Roma, nasce la banca dati dei lavoratori disabili

- 31.7.2009

Arriva la banca dati per la formazione continua dei ragazzi e dei lavoratori con disabilità. Una nuova piattaforma comunale che permette ai centri di formazione professionale di Roma di seguire il percorso dei giovani e degli adulti non solo durante il periodo di formazione ma anche dopo il diploma. L’obiettivo è migliorare l’inserimento lavorativo delle persone con disabilità e facilitare l’incontro tra domanda e offerta in materia di collocamento mirato.
“La banca dati, la prima in Italia, infatti, è uno strumento utile per cercare di risolvere le problematiche legate alle pari opportunità nel mondo dell’occupazione”, ha detto l’assessore alle Attività produttive e Lavoro del Comune di Roma Davide Bordoni.

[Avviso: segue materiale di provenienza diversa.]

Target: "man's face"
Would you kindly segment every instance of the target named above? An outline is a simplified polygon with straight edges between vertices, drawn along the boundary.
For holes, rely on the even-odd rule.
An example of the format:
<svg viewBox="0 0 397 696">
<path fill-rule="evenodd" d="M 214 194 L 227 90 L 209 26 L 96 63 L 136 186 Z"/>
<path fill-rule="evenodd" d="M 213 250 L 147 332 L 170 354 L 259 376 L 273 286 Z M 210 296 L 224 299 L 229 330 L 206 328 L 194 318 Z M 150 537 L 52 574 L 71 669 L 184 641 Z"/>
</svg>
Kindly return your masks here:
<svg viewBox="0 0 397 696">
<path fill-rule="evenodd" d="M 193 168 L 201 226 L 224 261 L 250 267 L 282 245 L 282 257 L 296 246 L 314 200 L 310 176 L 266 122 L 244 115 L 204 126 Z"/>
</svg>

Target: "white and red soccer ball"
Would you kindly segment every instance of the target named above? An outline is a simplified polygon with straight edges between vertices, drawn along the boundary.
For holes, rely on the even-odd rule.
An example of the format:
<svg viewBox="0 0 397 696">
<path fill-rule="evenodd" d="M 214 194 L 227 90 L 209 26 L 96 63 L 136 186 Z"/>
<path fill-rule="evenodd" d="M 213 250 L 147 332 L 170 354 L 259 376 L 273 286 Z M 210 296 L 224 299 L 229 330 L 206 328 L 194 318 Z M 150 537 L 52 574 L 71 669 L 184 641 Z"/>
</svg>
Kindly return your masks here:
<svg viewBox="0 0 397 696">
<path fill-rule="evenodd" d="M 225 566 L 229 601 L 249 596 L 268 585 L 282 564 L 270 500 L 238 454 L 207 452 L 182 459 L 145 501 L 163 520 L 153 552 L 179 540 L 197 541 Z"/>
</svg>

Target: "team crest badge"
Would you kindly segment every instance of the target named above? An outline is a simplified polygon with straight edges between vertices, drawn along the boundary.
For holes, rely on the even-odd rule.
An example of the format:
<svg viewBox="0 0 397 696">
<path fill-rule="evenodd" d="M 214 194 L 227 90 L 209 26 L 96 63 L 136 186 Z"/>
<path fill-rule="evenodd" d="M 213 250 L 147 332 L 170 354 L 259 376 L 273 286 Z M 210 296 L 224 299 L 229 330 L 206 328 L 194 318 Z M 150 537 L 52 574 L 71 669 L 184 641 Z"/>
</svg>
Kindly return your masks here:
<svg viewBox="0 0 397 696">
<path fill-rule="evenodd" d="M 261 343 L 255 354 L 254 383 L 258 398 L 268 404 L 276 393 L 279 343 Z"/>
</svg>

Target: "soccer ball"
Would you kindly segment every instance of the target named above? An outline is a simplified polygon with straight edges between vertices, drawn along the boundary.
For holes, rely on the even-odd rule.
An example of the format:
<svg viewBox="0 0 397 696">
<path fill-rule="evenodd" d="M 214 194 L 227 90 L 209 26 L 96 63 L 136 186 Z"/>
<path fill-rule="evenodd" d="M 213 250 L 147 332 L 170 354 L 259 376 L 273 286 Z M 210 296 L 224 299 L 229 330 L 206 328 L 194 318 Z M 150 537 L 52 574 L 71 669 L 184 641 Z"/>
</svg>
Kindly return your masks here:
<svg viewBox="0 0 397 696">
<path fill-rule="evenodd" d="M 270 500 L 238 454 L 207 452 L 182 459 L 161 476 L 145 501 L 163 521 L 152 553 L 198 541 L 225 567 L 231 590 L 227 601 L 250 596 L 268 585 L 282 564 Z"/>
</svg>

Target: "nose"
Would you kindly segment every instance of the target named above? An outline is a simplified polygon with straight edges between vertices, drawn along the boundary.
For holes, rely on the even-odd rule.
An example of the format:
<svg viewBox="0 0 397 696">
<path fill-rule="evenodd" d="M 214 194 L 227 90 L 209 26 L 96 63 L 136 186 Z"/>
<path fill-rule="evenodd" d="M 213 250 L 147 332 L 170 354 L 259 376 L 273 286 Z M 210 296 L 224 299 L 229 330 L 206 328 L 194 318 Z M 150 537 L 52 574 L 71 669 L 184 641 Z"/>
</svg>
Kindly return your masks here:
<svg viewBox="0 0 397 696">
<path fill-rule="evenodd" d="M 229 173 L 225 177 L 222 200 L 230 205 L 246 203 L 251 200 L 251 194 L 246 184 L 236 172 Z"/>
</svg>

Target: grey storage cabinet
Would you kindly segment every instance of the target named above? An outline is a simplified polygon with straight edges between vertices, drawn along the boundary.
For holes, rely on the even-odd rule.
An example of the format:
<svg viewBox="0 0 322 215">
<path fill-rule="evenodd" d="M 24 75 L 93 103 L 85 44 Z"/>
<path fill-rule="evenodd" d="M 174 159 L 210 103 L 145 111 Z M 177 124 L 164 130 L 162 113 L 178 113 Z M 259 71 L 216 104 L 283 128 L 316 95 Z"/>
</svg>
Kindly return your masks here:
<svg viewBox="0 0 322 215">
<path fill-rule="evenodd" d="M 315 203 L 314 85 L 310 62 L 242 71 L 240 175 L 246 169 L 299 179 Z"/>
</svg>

Attraverso questo data base le persone con disabilità “potranno usufruire di un servizio personalizzato di orientamento e inserimento nel mondo professionale, riducendo così i rischi di disperdere le competenze”. Il percorso formativo infatti “viene cucito su misura per ciascun allievo, in modo da soddisfare sia i loro bisogni sia le esigenze delle aziende e degli enti che possono attingere a personale già qualificato”, ha aggiunto Bordoni, nei settori dell’informatica e dei lavori d’ufficio, della ristorazione, del commercio, dei servizi e della grande distribuzione, dell’agricoltura, del giardinaggio e dell’artigianato.
La nuova banca dati, in pratica, permette agli operatori dei centri di formazione professionale che hanno in carico la persona disabile di seguire, attraverso il PFI - Piano Formativo Individualizzato, il percorso dell’allievo non solo durante la scuola ma anche dopo il conseguimento del diploma. I piani formativi, così come previsto dalla legge 104/92, saranno aggiornati continuamente e controllati ogni trimestre.
Sul territorio comunale sono soltanto due gli enti che intervengono per la formazione dei ragazzi disabili: il Comune di Roma, che copre il circa il 70% degli interventi, e i centri che fanno capo alla cooperativa Capodarco. Nei 10 centri di formazione comunali sono 16 i corsi professionali proposti: ogni anno accolgono circa 280 ragazzi disabili, soprattutto tra i 21 e i 23 anni e in leggera prevalenza maschi.
I dati inseriti nella banca dati saranno protetti dal diritto alla privacy e, per visionarli, sarà necessaria una chiave d’accesso che sarà consegnata solo agli operatori autorizzati. Su richiesta, tutti i centri di formazione dove si svolgono i corsi per disabili potranno collegarsi alla banca dati.
La piattaforma informatica per la formazione continua dei lavoratori disabili è stata voluta dall’assessorato alle Attività produttive e Lavoro del Comune di Roma. Alla presentazione, avvenuta il 6 luglio, era presente anche Nicola Cavallone, direttore della terza Unità operativa formazione professionale, e la referente per la formazione dei disabili Erminia Bianchini.